Abortion is one of the biggest hot button issues in the United States and has been for many years. I personally come down on the pro-choice side of the debate, though my intention here is not to initiate a debate about abortion itself, but rather to address a particular argument I have seen put out by some in the anti-choice crowd.
The gist of this particular argument was expressed not too long ago in the Letters to the Editor section of the December 10, 2008 issue of
The New York Times by one Elinor Hite of Carrolton, Texas:
"
A nation that runs out of people cannot perform the activities of a sophisticated society. We have a shortage of primary care doctors. There are other skilled-worker shortages. You cannot kill the future population of a nation and then wonder why that nation does not have the people it needs to do the jobs it requires to function. Our nation needs to face up to the 48 million lives lost through abortion since 1973. I think at least some of that number would have become the skilled people we need now and will need even more as our population ages."
In a nutshell (with the emphasis on "nut"), Mrs. Hite is treating pregnancy as a form of national service, in which women dutifully crank out babies to provide the country with a future labor force.
But the implications of her assertions aside, Mrs. Hite is just plain wrong on the facts. First, let's look at the big picture. In 1970, three years before
Roe v. Wade,
the population of the United States was over 203,302,000. The population of the United States today, some 35 years after
Roe v. Wade, according to
the United States Census Bureau, is nearly 306,000,000. So while Hite is decrying some 48 million people who were never born, the population of the United States has increased by nearly 100 million since
Roe!
Hite also portrays the 48 million number as a zero-sum game. In other words, she assumes that if all the women who have had abortions were instead forced to carry their pregnancies to term that we would then have had a net gain of 48 million people plus their descendants. But that is not necessarily the case. It is safe to assume that a significant percentage of women who have had abortions in the last 35 years have went on to have children later on in their lives. However, if these women were prevented from terminating their pregnancies earlier in their lives, they might have ended up having fewer children in the future. That means that some of the people alive today
would not be alive if abortion were not legal. (Emphasis mine)
Regarding the shortage of primary care physicians that Hite decries, it can take seven to eight years to earn a medical degree.

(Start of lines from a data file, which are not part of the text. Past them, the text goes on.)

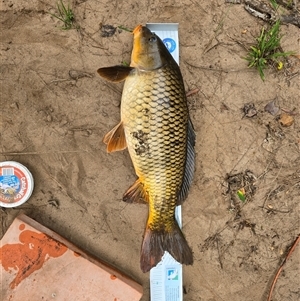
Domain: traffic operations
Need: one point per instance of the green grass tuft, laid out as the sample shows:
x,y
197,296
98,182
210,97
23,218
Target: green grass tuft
x,y
267,50
66,15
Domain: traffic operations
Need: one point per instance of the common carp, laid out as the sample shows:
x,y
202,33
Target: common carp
x,y
156,127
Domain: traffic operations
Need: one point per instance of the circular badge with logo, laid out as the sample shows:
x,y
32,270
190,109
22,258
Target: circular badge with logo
x,y
170,44
16,184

When you consider that Hite's phantom children who were aborted within a year of
Roe would have only graduated high school in about 1992, the small fraction of them who would have gone on and earned a medical degree would have only entered the medical profession within the last 8 years. But that still does not address the problem of the shortage of primary care physicians.
The American Academy of Family Physicians
reports that "
[p]rimary care specialties have lost their appeal to U.S. medical school graduates, and specific primary care specialties are seeing young physicians look to more lucrative sub-specialization." According to Gail Baldwin, M.D., medical director of the Lake Superior Community Health Center in Duluth, Minn.,
public and private payment rates for primary care services lag behind those paid for services provided by many other specialties, discouraging physicians from pursuing a career in family medicine. So, the problem is not a shortage of doctors so much as a lack of incentive for medical school graduates to go into primary care practice.
Furthermore, Hite does not seem to realize that if her scenario of an extra 48 million children being born became reality, it would have exacerbated the labor shortage she bewails. These extra children, ironically, would have required
an increase in the number of pediatric physicians, not to mention the building of more schools, and the hiring of more teachers and support staff. Where would
they have come from?
Well, it just so happens that a good chunk of our labor force within the last two decades has come from abroad. From the report
Rise, Peak and Decline: Trends in U.S. Immigration 1992-2004, the Pew Hispanic Center notes that "
the foreign-born population grew from 9.6 million in 1970 to 19.8 million in 1990. In the last decade of the 20th century the numbers jumped dramatically by 57% to 31.1 million in Census 2000." From 2001 through 2007, according to the
2007 Yearbook of Immigration Statistics, annual levels of immigration have for the most part exceeded one million. So immigration alone has virtually cancelled out Hite's missing 48 million, not even counting the American born descendants of post-1973 immigrants. Furthermore, unlike those missing 48 million, most immigrants have had the costs of their education borne from their countries of origin rather than by the American tax payer. My own wife is an example of this. She was able to immigrate to the United States in 1990 owing to a temporary nursing visa program, which enabled her to immediately participate in our labor force and contribute to our tax base. Of course, my opinion in this regard is highly biased, but it is clear that my wife and other immigrants like her represent a net gain for the United States.
One can of course object to abortion on moral grounds, and it is not my intention to get into that topic with this particular post, but I submit that Hite's argument, which is that we have a labor shortage in this country because of the selfishness of women who have had abortions, is either ignorant or dishonest.